MPR RI melalui Badan Pengkajian bekerjasama dengan Komisi Kajian Ketatanegaraan MPR RI serta melibatkan pakar/akademisi dari berbagai disiplin ilmu, termasuk Lembaga Negara dan Kementerian Negara, sedang menyelesaikan Rancangan PPHN berikut naskah akademiknya. Ditargetkan pada awal tahun 2022 sudah selesai.
Badan
Pengkajian MPR RI juga telah melakukan kajian tentang pilihan bentuk
hukum PPHN, yakni bisa dimasukan dalam konstitusi, Ketetapan MPR,
ataupun undang-undang. Paling ideal menurut laporan Badan Kajian MPR
yang disampaikan pada pimpinan MPR pada Januari 2021 lalu dilakukan
dalam bentuk Ketetapan MPR. Bukan melalui undang-undang yang masih dapat
diajukan judicial review ke Mahkamah Konstitusi.
"Juga
bukan diatur langsung dalam konstitusi, karena PPHN adalah produk
kebijakan yang berlaku periodik, dan disusun berdasarkan dinamika
kehidupan masyarakat, serta bersifat direktif, tidak normatif seperti
halnya konstitusi. Maka materi PPHN tidak mungkin dirumuskan dalam satu
pasal atau satu ayat saja dalam konstitusi," ujar Bamsoet dalam Webinar
yang diselenggarakan Lembaga Hikmah dan Kebijakan Publik (LHKP) PP
Muhammadiyah, secara virtual dari Bali, Senin (13/9/2021).
Turut
hadir antara lain Ketua LHKP PP Muhammadiyah Yono Reksoprodjo, Wakil
Sekretaris LHKP PP Muhammadiyah Titi Anggraini, Peneliti Senior LIPI
Siti Zuhro, dan Peneliti Senior Pusat Kajian Konstitusi dan Pemerintahan
Universitas Muhammadiyah Jakarta Iwan Satriawan.
Ketua
DPR RI ke-20 ini menjelaskan, pemilihan Ketetapan MPR sebagai bentuk
hukum yang ideal bagi PPHN, mempunyai konsekuensi adanya amandemen
terbatas, sekurang-kurangnya berkaitan dengan dua pasal dalam
konstitusi.
Antara lain penambahan ayat pada pasal 3 yang memberi
kewenangan kepada MPR untuk mengubah dan menetapkan PPHN, serta
penambahan ayat pada pasal 23 yang mengatur kewenangan DPR untuk menolak
RUU APBN yang diajukan oleh Presiden apabila tidak sesuai PPHN.
"Kekhawatiran
amandemen terbatas akan membuka kotak pandora dan membuka peluang
dilakukannya amandemen pada substansi lain di luar PPHN, juga tidak
beralasan dan terlalu premature . Proses panjang amandemen sudah diatur
dalam ketentuan pasal 37 ayat 1-3 UUD NRI 1945. Ayat 1 menjelaskan, usul
perubahan pasal-pasal konstitusi dapat diagendakan dalam sidang MPR
apabila diajukan oleh sekurang-kurangnya 1/3 dari jumlah anggota MPR,
sekitar 237 dari 711 jumlah anggota MPR dan pengambilan keputuasannya
harus memenuhi quorum 2/3 anggota MPR yang terdiri dari 9 Fraksi di DPR
dan 136 anggota DPD," jelas Bamsoet.
Kepala
Badan Bela Negara FKPPI dan Wakil Ketua Umum Pemuda Pancasila ini
menambahkan, di ayat 2 dijelaskan bahwa setiap usul perubahan
pasal-pasal konstitusi harus diajukan secara tertulis dan ditujukan
dengan jelas bagian yang diusulkan untuk diubah beserta alasannya.

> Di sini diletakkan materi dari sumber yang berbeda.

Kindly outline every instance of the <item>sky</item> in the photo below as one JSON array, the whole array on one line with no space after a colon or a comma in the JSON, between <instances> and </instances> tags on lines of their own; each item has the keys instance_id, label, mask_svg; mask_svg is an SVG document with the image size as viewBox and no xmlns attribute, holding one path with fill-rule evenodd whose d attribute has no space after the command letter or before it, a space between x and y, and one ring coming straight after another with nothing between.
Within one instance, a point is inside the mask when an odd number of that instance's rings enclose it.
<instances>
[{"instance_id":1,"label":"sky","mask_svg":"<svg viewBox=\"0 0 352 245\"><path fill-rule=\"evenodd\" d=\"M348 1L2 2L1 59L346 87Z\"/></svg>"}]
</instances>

Sedangkan di ayat 3, dijelaskan untuk mengubah pasal-pasal konstitusi,
sidang MPR harus dihadiri sekurang-kurangnya 2/3 dari jumlah anggota
MPR, sekitar 474 dari 711 anggota MPR.
Sementara
di ayat 4 dijelaskan, putusan mengubah pasal-pasal UUD dilakukan dengan
persetujuan sekurang-kurangnya lima puluh persen ditambah satu anggota
dari seluruh anggota MPR, sekitar 357 dari 711 anggota MPR.
"Sehinggak
tidak mungkin ada penumpang gelap di luar PPHN. Seperti untuk merubah
periodisasi jabatan kepresidenan menjadi 3 periode," pungkas Bamsoet dalam keterangan tertulisnya. (ulul|alaf)
Posting Komentar untuk "Ketua MPR: Pentingnya Indonesia Miliki PPHN Sebagai Petunjuk Arah Pembangunan"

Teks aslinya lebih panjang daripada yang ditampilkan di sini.